Havia no alojamento da ferrovia um cozinheiro famoso por ser um “velocista” nos preparos das refeições. Se, por algum motivo, a entrega da comida atrasasse, ele era chamado imediatamente. Pegava uma panela de pressão, adicionava frango, arroz, sal e batata, deixava cozinhar por 5 minutos, e as marmitas estavam prontas. É claro que, com tanta rapidez, algum descuido acontecia às vezes, e até embalagens eram encontradas nas refeições. Por isso, conta-se que muitos ferroviários esperavam estar bastante famintos para poder comer as marmitas sem se importar tanto com o gosto!

História cedida por André Luíz da Silva, maquinista aposentado.

O clarinete maior que o menino

“Quando eu era criança, sofria muito com bronquite, então me chamaram para participar da banda da cidade. Pensavam que se eu tocasse um instrumento isso ajudaria. Entre os instrumentos que tinham, escolhi o clarinete e, a partir dos 12 anos, comecei a aprender e tocar com as outras crianças. Nosso grupo tinha mais ou menos uns dez meninos e meninas naquela época. Um dos dias mais marcantes dessa história foi quando tocamos em frente à estação ferroviária, na inauguração da Cemig na cidade. Me lembro que até o governador do estado estava lá. Ele apontou para mim durante a apresentação e falou: “Como pode um molequinho daquele tamanho custando a carregar o clarinete, mas tocando tão bem.”

História cedida por Carlos Roberto de Morais, filho de antigo agente de estação.

Parto, casamento, trabalho ou festa: seja o que for, vai ter que esperar o trem passar

“Me lembro que, quando acontecia algum problema, e o trem ficava parado nos trilhos, demoravam muito para consertar. A gente esperava de 40 minutos a 1 hora para atravessar, e essa era a única opção que tínhamos, já que não existia o viaduto nem a passarela. Certa vez, o trem ficou parado durante dias. Na época, houve partos que aconteceram sem assistência, casamentos e compromissos diversos que precisaram ser adiados. Eu, por exemplo, quase perdi meu alistamento justamente por causa dessas demoras. Já tinha marcado a hora da celebração, mas não conseguia passar porque, devido à chuva, o trem precisou parar por um longo período ali no trecho. Eu estava até arrumado para receber o meu título e certificado de reservista. O evento era no Clube, do outro lado, há apenas dez metros, mas eu não conseguia passar de forma segura.”

História cedida por Carlos Roberto de Morais, filho de antigo agente de estação.

De grão em grão se compra ingresso

“Na minha infância, eu me juntava com outros meninos para catar o café que caía no chão da Estação. Os caminhões levavam café para encher os vagões de carga da Rede, e, na hora que iam descarregar, existia uma pessoa responsável por furar os sacos e verificar a qualidade do café. Assim, era confirmado se o café que estava embarcando era o mesmo encomendado pelo comprador. Para não ter problema com a troca dos sacos, quem verificava isso era chamado de furador. Como todos os descarregamentos de café aconteciam na mesma hora, ele ia furando e jogando o café pelo chão. Além disso, às vezes, um saco rasgava bem na hora que estava sendo descarregado. Então, eu e meus amigos catávamos aquele café no chão, colocávamos em um saco de papel e vendíamos no armazém do Seu Arlindo. Esse armazém ficava no mesmo local onde hoje é o Clube Social, então, por causa dessas vendas, sempre tínhamos algum dinheirinho no bolso e aproveitávamos esses trocados para ir ao cinema na matinê.”

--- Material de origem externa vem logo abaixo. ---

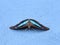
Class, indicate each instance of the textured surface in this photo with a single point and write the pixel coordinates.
(46, 12)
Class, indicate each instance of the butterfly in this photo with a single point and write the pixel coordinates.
(29, 24)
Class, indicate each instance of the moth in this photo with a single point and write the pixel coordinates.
(29, 24)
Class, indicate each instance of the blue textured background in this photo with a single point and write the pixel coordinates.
(46, 12)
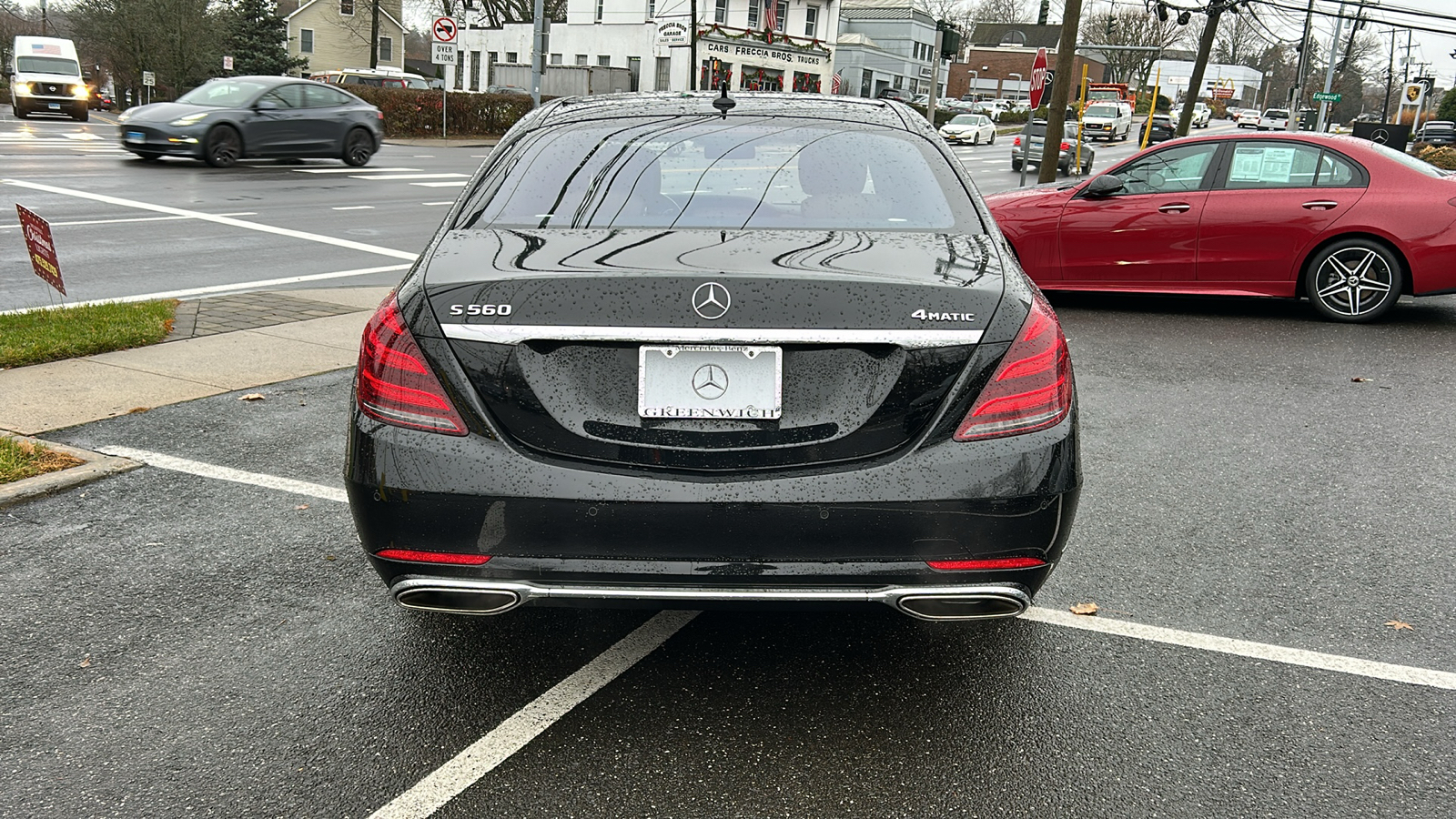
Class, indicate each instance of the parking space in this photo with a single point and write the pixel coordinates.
(193, 646)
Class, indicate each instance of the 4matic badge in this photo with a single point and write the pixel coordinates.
(934, 317)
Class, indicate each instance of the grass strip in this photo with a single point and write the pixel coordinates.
(24, 460)
(66, 332)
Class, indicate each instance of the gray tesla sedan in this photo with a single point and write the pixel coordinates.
(235, 118)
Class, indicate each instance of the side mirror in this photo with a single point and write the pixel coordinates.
(1104, 186)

História cedida por Miguel Célio Patto Ramalho, filho de antigo agente de estação.

Capivara

“Às vezes, aconteciam algumas brigas durante as viagens de trem, porque os chefes de estação bebiam um pouco e, na hora de conversarem com os passageiros, arrumavam encrenca. Me lembro que uma vez estávamos em Uberaba, o nome da estação era Capivara, e, na hora de pedir a passagem, o chefe só bateu na mesa e gritou: “Capivara”. Tinha um casal na mesa, e o homem pensou que ele estava xingando a mulher dele de capivara. Na hora, ele começou a brigar com o chefe, e foi uma confusão. Então, essas coisas aconteciam às vezes, por isso a gente viajava sempre rindo.”

História cedida por Antônio Lopes, mestre de linha aposentado.